Functions can be added by you; however, they are added by the application under these circumstances:
- When you add a raster product to the display. Functions are used to apply the processing required to support the raster product.
- When you add rasters to a mosaic dataset. If you access the properties for each of the rasters in a mosaic dataset, you will see that every raster has at least one function applied.
- When you perform an operation using the Image Analysis window. The output from this window is a temporary raster that is added as a layer in the table of contents. When you close ArcMap without saving, you will lose this raster layer.
For example, if you add three neighboring raster datasets to ArcMap, you can mosaic them together using the Mosaic button in the Image Analysis window. This creates a temporary layer in the table of contents. If you right-click the layer in the table of contents to open the Layer Properties, you see a Functions tab, which lists the functions that are applied. The functions are organized within a function chain. You will see the Mosaic Rasters function, which is used to mosaic the three raster datasets together. You can edit the properties of the existing functions in the function chain, and you can add or remove functions. The example below shows the Functions tab that was added to the Layer Properties dialog box when the Image Analysis window created the layer. This example shows two functions: Mosaic Rasters and Clip. They are applied from the bottom up. Therefore, the Mosaic Rasters function first creates a mosaic of the three images listed, then the Clip function is applied to the mosaicked image to create the image you see in the raster layer.

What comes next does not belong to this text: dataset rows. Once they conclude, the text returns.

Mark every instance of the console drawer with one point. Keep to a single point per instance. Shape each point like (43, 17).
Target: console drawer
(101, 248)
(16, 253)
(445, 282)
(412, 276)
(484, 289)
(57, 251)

In this next example, four individual raster datasets are added to ArcMap, but each represents a band from the same image. One of the bands is a higher resolution than the others, and you want to create a pan-sharpened image from all four bands. You can use the Image Analysis window to quickly create a multiband raster layer in the table of contents by selecting the three lower-resolution layers in the Image Analysis window and clicking the Composite Bands button . This creates a new multiband raster layer. Next, click the new layer and the fourth (higher resolution) raster in the Image Analysis window and click the Pan-sharpen button . The result is a new pan-sharpened raster layer in the table of contents, with the following function chain:
There are many more functions in the system then presented in the Processing section of the Image Analysis window. By selecting a layer in the Image Analysis window you can click the Add Function button to open the Raster Function Editor. Here you can insert any function in the function chain to apply to the raster layer.
If you have a raster with functions in ArcMap that you want to preserve, you can do the following:
- Export it to an existing mosaic dataset.
- Save the raster layer file.
- Export it to a supported raster dataset. In this case, it will save a new raster dataset with the functions permanently applied.
If you export your raster with functions to a mosaic dataset or save it as a layer file, it only references the source image. Therefore, if the source image changes or is moved or deleted, the raster layer will be broken (similar to any raster layer file).